This intervention by Osborne, that Scotland is somehow forbidden to use a freely-tradeable currency, that he will cut the nose of Scotland to spite the face of British businesses (not to mention the billions of pounds in the Bank of England which underpin Scottish banknotes and will be removed in the absence of a currency union), is a game-changer, but not in the way he intended.

Rather than persuading people en masse to vote No, short-term anecdotal evidence shows that his intervention has both strengthened the resolve of Yes voters and campaigners not to be intimidated, and and also made No-leaning voters wonder if Scottish participation in the Union really is as highly-valued as they are told by Scottish unionist campaigners.

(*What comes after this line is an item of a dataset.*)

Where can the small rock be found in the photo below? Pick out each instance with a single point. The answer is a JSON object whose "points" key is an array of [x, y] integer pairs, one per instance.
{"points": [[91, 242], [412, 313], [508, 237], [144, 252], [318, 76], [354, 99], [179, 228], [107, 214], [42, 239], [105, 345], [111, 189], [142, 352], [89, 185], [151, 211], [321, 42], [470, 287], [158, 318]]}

The second intervention was made by an unnamed British minister in this morning's Herald, in which he threatens Scots that the British, in defiance of the Edinburgh Treaty, may reject the result of the vote if it is in favour of independence.

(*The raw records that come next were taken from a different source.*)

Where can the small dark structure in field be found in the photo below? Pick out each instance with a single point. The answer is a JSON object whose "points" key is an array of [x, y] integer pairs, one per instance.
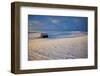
{"points": [[44, 35]]}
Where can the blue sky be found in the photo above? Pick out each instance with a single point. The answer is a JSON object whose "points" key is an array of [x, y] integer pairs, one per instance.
{"points": [[57, 23]]}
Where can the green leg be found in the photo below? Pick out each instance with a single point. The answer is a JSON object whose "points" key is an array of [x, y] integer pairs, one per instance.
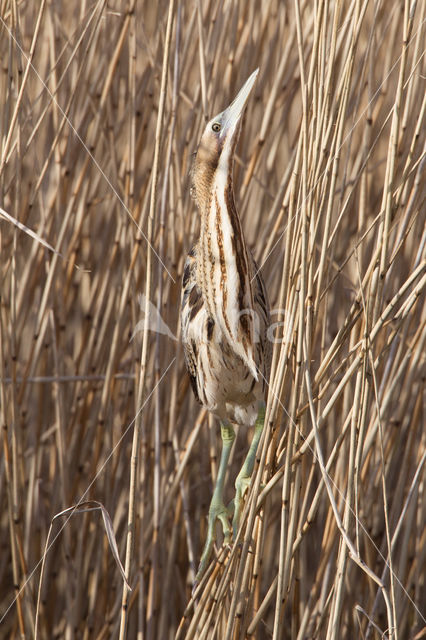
{"points": [[243, 479], [217, 510]]}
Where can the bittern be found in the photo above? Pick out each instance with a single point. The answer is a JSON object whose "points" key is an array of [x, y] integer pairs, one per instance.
{"points": [[225, 312]]}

This leaves unionists with a dilemma.

With their "BetterTogether" shtick's credibility destroyed by Osborne's declaration that Scotland is a subject and not a partner, they are forced to revert to their Scotland Is British, they own us argument. This is unlikely to go down well either with undecided voters or, fatally, with their own campaigners.

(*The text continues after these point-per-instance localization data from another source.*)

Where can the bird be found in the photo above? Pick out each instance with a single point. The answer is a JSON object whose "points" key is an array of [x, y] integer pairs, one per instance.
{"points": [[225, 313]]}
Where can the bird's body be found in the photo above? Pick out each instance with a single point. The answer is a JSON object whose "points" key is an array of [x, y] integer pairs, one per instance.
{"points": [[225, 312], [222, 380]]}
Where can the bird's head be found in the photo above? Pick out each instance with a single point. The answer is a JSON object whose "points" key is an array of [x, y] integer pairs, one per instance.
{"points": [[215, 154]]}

There are likely to have been many pro-unionist campaigners who genuinely believed that Scotland was an equal partner in a successful union. They will be Thinking Twice this morning, wondering if they have been fooled all along.

Yesterday has changed the entire concept of unionism in Scotland forever, directly altering it from one of an equal partnership to one of a subjugate Scotland, availing of our shared assets only as long as we consent to an alien government which shares none of our Scottish values.

One last though: would the British have needed to send their big guns up and deploy their nuclear argument with seven months to go if they thought they were winning? I think not.

Scotland will prevail. It is then up to the remaining unionists to choose between helping to build a new Scotland for all, or be modern-day Arthur Seyss-Inquarts, their only ambition for Scotland a personal ambition to play a minor part in administering foreign rule here.

I hope that after a Yes vote, unionists will work with Scotland, not against her. I am increasingly unconvinced they are capable of, or willing to do, so.